俗に「盲腸(もうちょう)」とも呼ばれます。医学的には、虫垂とは盲腸の先端にある臓器のことを指します。

虫垂炎は、その腸管に炎症が起きることで発症します。初期の段階症状は炎症の波及が広がっていくことによって痛みの部位は一定ではないこともありますが、徐々に右下腹部に移ってきます。虫垂は正常で4㎜位の太さですが、虫垂炎になると風船のように膨らんで痛くなります(非穿孔性虫垂炎)。

さらに虫垂炎が進行していくと、虫垂が破裂して穴があき、おなかの中に膿が出て重症化します(穿孔性虫垂炎、汎発性腹膜炎)。非穿孔性虫垂炎と穿孔性虫垂炎では手術難易度、入院期間、術後合併症率が大きく異なります。

このことから、虫垂に穴が開く前に治療をすることが大事です。

治療について

虫垂炎は、こどもでもおとなでも起こります。
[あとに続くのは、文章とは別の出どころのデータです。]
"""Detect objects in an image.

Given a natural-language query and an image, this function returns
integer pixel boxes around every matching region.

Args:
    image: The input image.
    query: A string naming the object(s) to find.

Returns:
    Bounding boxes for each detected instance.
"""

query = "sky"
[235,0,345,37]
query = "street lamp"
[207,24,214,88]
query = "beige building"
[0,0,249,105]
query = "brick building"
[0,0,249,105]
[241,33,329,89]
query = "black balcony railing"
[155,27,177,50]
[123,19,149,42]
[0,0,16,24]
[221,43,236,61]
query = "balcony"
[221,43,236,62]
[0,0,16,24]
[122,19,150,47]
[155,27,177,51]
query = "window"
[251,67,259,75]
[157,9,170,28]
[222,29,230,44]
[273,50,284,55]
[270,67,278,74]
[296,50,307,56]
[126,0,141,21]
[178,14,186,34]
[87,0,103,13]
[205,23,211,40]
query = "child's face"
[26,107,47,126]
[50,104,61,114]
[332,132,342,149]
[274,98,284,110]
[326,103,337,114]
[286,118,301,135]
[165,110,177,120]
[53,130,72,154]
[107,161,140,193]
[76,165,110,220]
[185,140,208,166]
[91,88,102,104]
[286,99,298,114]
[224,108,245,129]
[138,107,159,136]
小児では発見が難しく、穿孔性虫垂炎への進行が早いとされています。

そのため当院では手術を第一の治療としておすすめしております。小さいお子さんで、ぐったりしているような場合では特に早急な手術が必要です。

発見が早期で、痛みもまだ弱い虫垂炎のときは、抗生剤で治療(保存的治療)を行うこともあります。保存的治療の入院期間は約1週間です。虫垂は残ったままなので約20%が再び虫垂炎になると言われています。

虫垂炎手術について

当院では、腹腔鏡手術を行っております。腹腔鏡手術とは、手で直接手術するのではなく、細長いカメラと鉗子を小さい創部からおなかの中に挿入して手術をする方法です。
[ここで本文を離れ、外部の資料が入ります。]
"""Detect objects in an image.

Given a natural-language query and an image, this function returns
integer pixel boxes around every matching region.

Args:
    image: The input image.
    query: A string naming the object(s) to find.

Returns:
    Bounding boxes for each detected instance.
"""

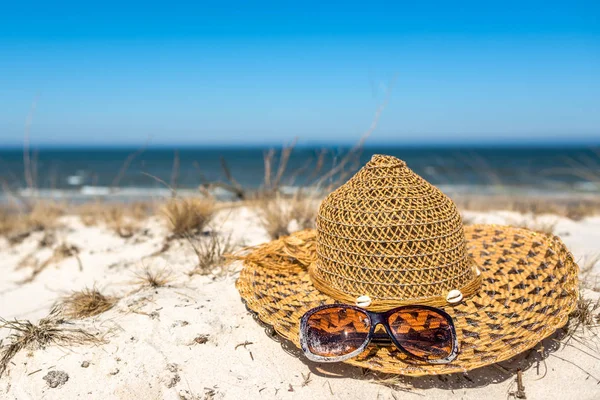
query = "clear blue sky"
[0,1,600,146]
当院の腹腔鏡下虫垂切除術は、おへその下の輪郭に沿ってU字型に切開してカメラを挿入します。下腹部と左腹部に5㎜程度切開し、鉗子を2本挿入します。

穿孔性虫垂炎の場合はキズが増えたり、術式が変わったりする可能性があります。

盲腸近くの虫垂の根本を糸で縛り、その先で虫垂を切って摘出します。

入院について

腹腔鏡手術は、開腹手術よりも創が小さいため、痛みも少なく入院期間も短いです。

非穿孔性虫垂炎の入院期間は5日程度です。一方で、穿孔性虫垂炎の入院期間は10日程度を必要とし、腹腔内膿瘍等の合併症が起きた場合はさらに入院が延長します。
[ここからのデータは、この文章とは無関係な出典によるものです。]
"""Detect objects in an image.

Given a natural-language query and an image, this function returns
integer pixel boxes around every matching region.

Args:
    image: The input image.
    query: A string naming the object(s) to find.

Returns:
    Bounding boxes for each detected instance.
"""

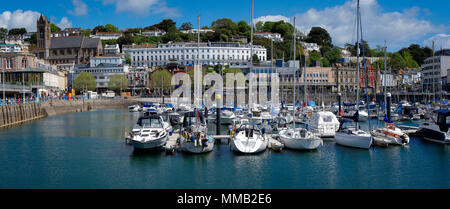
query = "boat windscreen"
[139,118,162,128]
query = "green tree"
[25,33,37,45]
[50,23,61,33]
[402,51,419,68]
[324,47,342,64]
[305,27,333,47]
[92,25,106,34]
[237,21,251,35]
[73,72,97,92]
[150,70,172,90]
[117,34,133,48]
[180,22,193,30]
[0,28,8,40]
[388,52,406,69]
[8,28,27,35]
[108,74,128,92]
[154,19,177,32]
[252,54,259,63]
[211,18,238,35]
[105,24,119,33]
[255,21,264,32]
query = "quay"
[0,99,137,128]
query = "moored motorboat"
[230,124,269,154]
[180,112,214,153]
[131,115,169,149]
[279,128,323,150]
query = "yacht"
[418,109,450,144]
[230,123,269,154]
[180,112,214,153]
[128,104,141,112]
[131,115,169,149]
[308,111,340,137]
[334,0,373,149]
[279,128,323,150]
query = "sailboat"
[279,17,323,150]
[335,0,373,149]
[371,44,409,146]
[229,0,269,154]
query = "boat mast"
[355,0,360,130]
[292,16,297,129]
[383,40,387,114]
[248,0,254,113]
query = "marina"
[0,109,450,188]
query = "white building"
[380,72,397,87]
[124,42,267,67]
[89,55,124,67]
[73,63,128,89]
[91,32,122,40]
[402,69,422,86]
[142,30,166,37]
[0,44,23,52]
[255,32,283,42]
[181,28,214,34]
[300,41,320,52]
[421,49,450,92]
[103,44,120,54]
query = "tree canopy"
[108,74,128,91]
[150,70,172,90]
[73,72,97,92]
[50,23,61,33]
[305,27,333,47]
[8,28,27,35]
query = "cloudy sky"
[0,0,450,51]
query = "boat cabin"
[137,115,163,128]
[433,110,450,132]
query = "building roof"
[50,36,100,49]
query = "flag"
[384,114,394,124]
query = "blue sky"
[0,0,450,50]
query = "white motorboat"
[128,104,141,112]
[334,124,373,149]
[308,111,340,137]
[220,108,236,124]
[180,112,214,153]
[131,115,168,149]
[418,109,450,144]
[279,128,323,150]
[371,124,409,146]
[230,124,269,154]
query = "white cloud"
[56,17,72,30]
[254,15,291,24]
[0,9,40,31]
[261,0,445,48]
[67,0,87,16]
[102,0,181,17]
[0,9,72,32]
[423,33,450,50]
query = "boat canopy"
[144,102,156,107]
[307,101,316,107]
[433,109,450,117]
[342,102,356,106]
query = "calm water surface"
[0,110,450,188]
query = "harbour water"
[0,109,450,189]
退院となってからは、激しい運動やプールなどを1週間程度控えていただきますが、退院翌日から通園、通学していただけます。

吸収される糸を用いるため、抜糸や消毒はいりません。

術後外来について

術後1週間を目安に小児外科外来で創部の診察をします。問題なければ運動制限などを解除します。

その後、通常は術後1ヶ月、3ヶ月を目安に外来受診していただき、創部の診察をします。